More soundbites from the Hyde Park speeches:



Dr. Iqbal Sacrani
Muslim Council of Britain

"...it is fundamentally to wrong to wage war in order acquire territory and capture the natural resources of other people. The days of piracy are over and mankind must never return to such primitive conduct." "An end to double standards" "you cannot fight terror with terror."

Mohammed Sarwar
MP

"We tell Bush that his misconceived war on terrorism cannot be won until Palestinians get justice..."

Salma Yacoub
Birmingham Stop the War Coalition

"It is no accident that while the world has been remembering and mourning what happened on sept 11th - this month - Bush and Blair have launched their war drive against Iraq. Indeed this pair have been busy cashing in on that tragedy for a whole year now. This time last year they were preparing to bomb Afghanistan. We said then that Justice Not Vengeance should be their response. Killing more innocent people was not the answer..."
"Through their tactic of promoting the villain of the moment, last year Osama bin Laden and now Saddam Hussein our leadership has deliberately clouded and fudged the real underlying issue, such as the scramble for oil - it is no mere accident that Iraq has got the second largest oil reserves in the world. I think its time that the The Thief of Washington and mates learnt to buy their commodities just like everyone else."

John Pilger
(journalist)

Embargo of 12 years - " 'economic sanctions have probably already taken the lives of more people in Iraq than have been killed by all weapons of mass destruction in history' " from American journal Foreign Affairs "A great crime against Iraq has already been committed in our name."
"There is no difference - let me assure you - between murder here and murder committed by our governments and its allies in Iraq & in Palestine."
"If they attack Iraq Bush & Blair will be international criminals.

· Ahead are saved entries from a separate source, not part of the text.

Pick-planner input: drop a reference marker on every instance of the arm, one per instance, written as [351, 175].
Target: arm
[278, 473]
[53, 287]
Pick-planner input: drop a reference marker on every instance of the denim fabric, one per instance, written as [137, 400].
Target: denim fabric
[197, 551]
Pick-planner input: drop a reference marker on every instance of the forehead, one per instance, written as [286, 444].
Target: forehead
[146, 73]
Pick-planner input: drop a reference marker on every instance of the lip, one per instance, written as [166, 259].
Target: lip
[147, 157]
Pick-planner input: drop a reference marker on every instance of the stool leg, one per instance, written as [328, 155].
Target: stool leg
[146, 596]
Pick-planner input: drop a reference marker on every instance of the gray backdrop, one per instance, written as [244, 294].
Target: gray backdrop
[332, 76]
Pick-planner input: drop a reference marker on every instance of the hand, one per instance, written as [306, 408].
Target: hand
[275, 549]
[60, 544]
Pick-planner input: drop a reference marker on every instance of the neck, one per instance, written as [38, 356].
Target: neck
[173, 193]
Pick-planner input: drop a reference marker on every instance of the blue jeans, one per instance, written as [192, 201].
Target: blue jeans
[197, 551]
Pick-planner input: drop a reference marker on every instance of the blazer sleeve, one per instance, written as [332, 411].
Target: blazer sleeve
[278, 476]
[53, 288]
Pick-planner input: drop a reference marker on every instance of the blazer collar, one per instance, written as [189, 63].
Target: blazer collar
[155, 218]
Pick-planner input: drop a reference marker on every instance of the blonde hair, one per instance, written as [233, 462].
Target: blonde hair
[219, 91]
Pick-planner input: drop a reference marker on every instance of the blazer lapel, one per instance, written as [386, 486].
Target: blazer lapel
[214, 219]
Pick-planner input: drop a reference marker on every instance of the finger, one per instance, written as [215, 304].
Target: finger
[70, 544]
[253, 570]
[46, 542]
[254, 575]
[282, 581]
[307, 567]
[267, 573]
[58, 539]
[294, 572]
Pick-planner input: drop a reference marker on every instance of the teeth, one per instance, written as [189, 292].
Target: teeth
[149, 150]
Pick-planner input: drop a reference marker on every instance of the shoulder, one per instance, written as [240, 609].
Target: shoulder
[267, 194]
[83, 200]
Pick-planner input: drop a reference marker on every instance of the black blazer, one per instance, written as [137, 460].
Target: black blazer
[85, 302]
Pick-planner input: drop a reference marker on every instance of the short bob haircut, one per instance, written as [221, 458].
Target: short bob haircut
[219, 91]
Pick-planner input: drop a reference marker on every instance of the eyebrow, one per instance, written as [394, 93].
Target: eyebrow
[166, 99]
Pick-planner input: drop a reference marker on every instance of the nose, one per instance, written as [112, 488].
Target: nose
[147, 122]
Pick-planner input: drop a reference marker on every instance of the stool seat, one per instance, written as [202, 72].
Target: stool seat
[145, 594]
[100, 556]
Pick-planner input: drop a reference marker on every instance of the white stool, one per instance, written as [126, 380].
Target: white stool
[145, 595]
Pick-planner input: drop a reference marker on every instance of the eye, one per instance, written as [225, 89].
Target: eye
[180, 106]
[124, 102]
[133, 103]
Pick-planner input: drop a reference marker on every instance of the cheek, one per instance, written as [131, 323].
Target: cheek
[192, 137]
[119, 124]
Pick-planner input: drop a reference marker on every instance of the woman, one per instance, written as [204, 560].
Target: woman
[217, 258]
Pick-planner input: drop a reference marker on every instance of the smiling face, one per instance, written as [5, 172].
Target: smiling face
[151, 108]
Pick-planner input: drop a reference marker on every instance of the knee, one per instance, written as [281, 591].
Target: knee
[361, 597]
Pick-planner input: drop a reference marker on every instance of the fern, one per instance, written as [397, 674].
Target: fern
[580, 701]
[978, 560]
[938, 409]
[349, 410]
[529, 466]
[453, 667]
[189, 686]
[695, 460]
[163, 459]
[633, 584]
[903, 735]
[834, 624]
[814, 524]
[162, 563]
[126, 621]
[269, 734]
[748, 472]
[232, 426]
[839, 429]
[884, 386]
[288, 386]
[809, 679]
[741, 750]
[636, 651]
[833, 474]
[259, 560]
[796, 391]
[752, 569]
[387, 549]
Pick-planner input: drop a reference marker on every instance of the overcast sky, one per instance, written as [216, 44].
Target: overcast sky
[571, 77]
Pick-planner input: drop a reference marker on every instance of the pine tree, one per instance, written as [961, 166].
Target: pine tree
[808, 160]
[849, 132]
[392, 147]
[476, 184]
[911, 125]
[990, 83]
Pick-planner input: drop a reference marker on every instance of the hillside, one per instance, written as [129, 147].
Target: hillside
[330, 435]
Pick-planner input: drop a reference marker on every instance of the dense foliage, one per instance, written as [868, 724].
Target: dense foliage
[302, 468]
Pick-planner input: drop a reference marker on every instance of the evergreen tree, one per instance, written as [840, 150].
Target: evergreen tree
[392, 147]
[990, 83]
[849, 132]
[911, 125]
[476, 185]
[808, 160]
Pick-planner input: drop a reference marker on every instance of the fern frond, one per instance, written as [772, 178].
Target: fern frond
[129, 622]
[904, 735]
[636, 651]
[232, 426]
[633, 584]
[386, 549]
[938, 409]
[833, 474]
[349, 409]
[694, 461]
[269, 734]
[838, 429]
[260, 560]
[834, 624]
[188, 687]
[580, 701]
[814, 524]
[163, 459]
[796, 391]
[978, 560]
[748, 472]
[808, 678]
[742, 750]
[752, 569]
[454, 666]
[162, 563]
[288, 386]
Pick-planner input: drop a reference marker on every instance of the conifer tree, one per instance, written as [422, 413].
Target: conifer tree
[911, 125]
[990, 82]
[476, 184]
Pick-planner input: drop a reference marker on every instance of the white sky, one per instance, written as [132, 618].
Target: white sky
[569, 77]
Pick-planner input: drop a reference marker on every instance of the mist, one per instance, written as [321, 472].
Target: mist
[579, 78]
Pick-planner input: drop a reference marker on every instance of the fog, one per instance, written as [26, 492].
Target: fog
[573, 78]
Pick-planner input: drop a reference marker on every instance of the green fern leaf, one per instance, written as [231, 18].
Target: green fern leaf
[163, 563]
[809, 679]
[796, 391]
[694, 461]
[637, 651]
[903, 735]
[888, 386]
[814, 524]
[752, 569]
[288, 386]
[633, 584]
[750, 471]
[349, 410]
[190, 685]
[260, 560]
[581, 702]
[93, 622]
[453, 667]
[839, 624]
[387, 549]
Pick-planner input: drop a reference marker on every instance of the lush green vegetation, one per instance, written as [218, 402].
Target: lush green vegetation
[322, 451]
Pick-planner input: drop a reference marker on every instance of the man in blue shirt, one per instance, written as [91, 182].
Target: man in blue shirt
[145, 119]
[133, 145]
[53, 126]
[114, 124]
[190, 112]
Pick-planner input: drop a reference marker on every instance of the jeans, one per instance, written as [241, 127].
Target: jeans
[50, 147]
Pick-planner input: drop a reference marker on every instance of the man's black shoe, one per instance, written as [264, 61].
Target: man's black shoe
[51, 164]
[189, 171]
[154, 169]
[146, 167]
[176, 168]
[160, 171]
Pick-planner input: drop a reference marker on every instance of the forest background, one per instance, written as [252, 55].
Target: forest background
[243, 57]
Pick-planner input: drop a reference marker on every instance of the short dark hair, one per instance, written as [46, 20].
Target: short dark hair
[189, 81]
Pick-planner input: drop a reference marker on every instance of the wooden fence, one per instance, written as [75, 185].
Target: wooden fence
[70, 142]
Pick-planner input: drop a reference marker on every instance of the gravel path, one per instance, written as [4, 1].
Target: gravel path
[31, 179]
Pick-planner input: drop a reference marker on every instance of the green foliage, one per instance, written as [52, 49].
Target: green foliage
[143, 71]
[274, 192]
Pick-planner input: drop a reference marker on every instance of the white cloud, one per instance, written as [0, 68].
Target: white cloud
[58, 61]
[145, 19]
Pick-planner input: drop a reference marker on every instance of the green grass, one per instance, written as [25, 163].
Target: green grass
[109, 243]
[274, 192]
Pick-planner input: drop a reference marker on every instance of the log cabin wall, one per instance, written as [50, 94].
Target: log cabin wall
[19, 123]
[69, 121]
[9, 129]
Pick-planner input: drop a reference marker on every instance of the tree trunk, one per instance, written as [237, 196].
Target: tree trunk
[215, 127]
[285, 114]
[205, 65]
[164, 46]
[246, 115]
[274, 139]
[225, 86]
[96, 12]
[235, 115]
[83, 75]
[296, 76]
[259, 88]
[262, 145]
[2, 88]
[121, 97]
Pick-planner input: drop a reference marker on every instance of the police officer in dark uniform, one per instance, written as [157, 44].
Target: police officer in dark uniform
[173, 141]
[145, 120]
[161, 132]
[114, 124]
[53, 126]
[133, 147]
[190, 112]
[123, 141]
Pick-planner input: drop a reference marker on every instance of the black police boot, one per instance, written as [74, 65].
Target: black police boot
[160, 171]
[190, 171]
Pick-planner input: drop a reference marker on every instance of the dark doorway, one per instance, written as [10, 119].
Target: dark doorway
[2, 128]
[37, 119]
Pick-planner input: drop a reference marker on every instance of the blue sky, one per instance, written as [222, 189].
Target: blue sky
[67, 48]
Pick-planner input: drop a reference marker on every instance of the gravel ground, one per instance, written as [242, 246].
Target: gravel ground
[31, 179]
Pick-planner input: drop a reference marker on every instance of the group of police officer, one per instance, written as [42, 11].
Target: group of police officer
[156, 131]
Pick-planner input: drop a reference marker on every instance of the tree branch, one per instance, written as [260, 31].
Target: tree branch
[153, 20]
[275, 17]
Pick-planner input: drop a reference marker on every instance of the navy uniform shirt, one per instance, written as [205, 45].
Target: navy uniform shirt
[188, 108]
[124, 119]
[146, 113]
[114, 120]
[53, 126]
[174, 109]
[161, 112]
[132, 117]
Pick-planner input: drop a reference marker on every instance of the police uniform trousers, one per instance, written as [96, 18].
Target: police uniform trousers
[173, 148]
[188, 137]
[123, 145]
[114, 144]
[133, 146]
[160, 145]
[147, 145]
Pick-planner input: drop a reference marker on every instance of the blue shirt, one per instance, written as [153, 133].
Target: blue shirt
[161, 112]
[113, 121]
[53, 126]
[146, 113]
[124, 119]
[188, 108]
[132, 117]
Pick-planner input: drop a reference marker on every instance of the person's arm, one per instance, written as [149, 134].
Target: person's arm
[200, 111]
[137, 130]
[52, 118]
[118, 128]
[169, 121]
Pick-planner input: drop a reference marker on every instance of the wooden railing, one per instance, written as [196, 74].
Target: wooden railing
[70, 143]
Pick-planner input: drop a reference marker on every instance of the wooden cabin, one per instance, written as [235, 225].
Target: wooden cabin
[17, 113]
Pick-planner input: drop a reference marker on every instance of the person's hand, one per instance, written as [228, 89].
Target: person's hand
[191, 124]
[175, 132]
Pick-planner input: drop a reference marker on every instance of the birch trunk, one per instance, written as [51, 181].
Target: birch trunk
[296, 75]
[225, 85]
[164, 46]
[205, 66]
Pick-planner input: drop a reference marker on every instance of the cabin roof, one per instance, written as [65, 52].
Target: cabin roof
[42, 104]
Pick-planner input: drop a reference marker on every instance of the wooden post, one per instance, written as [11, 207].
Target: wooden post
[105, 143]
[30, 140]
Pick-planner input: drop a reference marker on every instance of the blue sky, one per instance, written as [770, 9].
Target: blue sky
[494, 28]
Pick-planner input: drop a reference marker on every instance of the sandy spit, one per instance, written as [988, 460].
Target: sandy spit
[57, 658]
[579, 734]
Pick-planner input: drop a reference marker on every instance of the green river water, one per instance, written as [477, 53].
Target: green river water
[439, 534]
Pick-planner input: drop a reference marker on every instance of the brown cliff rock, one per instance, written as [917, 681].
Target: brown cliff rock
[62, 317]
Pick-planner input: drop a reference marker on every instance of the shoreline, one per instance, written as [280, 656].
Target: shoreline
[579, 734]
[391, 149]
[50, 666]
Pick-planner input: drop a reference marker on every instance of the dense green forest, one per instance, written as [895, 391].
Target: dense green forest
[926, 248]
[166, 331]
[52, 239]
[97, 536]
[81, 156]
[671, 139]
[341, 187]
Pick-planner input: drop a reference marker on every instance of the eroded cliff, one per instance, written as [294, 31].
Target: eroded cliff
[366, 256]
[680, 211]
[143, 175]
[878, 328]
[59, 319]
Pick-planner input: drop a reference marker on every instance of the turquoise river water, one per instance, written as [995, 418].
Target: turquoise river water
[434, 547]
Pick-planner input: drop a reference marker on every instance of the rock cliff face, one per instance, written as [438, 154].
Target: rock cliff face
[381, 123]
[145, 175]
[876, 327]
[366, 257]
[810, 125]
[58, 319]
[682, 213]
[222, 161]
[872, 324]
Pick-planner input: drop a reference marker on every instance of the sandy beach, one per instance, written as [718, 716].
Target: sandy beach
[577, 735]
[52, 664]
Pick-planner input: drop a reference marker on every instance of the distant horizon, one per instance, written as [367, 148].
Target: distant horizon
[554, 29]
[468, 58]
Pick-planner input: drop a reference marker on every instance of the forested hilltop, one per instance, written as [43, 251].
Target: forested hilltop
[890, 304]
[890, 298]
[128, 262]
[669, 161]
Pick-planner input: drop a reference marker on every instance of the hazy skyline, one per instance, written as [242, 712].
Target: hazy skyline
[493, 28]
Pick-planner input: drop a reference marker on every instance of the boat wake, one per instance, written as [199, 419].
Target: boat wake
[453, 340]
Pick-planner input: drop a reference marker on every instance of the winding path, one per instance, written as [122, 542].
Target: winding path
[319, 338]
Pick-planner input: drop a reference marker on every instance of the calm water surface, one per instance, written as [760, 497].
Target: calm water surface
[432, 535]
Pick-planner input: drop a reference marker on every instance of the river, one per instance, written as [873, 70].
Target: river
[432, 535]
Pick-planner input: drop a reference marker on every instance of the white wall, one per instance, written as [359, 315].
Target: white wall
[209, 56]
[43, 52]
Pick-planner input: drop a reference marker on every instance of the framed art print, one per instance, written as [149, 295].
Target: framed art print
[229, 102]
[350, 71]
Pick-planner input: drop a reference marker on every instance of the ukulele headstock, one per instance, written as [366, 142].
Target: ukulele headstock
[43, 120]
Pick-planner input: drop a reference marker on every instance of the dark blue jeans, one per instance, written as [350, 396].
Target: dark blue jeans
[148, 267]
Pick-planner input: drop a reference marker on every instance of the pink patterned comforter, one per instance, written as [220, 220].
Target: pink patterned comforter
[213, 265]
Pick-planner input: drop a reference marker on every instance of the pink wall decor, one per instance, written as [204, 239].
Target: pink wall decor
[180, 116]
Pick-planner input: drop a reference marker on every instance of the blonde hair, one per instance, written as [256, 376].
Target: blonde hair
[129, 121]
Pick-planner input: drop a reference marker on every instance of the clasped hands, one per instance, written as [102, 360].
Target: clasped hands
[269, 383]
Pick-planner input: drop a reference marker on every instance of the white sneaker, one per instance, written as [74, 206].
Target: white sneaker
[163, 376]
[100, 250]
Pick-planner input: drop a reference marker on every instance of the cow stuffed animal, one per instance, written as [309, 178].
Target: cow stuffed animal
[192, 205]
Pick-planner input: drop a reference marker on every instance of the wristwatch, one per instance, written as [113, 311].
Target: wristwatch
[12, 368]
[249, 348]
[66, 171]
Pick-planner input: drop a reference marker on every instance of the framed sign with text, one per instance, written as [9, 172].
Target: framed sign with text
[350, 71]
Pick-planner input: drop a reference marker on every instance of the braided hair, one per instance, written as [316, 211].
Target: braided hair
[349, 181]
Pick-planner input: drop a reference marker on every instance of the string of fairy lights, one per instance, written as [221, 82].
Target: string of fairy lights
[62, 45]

They must be stopped because other countries will be next, Iran, North Korea perhaps even eventually China." "The danger lies not in Baghdad but in Washington. Only one country a weapon - a nuclear weapon - of mass destruction against civilians, only one country has threatened to use nuclear weapons in south east Asia and the middle -east, only one country has torn up all the treaties that were forged over years to prevent this happening, only one country is developing nuclear weapons for what they call preventive use."
"Tony Blair belongs to George W Bush not to us. If he joins the attack on Iraq he will kill untold numbers of innocent people and he will promote the kind of terrorism that endangers all of us."
"I believe we have no choice now - or resistance to their murderous plans must be unrelenting."

Tony Benn

"President Bush seems anxious now to alienate the United Nation so that he can say that he has no alternative but to act."
"Israeli government withdrawing entirely from the occupied territories and recognizing a Palestinian state."

Yvonne Ridley
(journalist captured in Afghanistan)

"Bush and Blair say Sharon is a man of peace - he is not - he is a bloody war criminal" "Israel has the fourth largest army in the world and it uses its weapons on women and children."
"The truth is a war on Iraq has no logical connection with the tragic events of sept 11th." "Bush talks about a pre-emptive strikes - what sort of message does that send to other countries with nuclear weapons?"
"Democracies do not go to war at the behest of Washington."
"There's no hiding place, Tony - don't sign away our independence and democracy to the unelected president of the United States."
"We have had a gutful of collateral damage in Afghanistan."
"Bush keeps bleating about a regime change, and I have to say the idea is becoming more and more attractive. Yes, I have a confession to make, I for one would like to see a regime change - in Number Ten Downing street."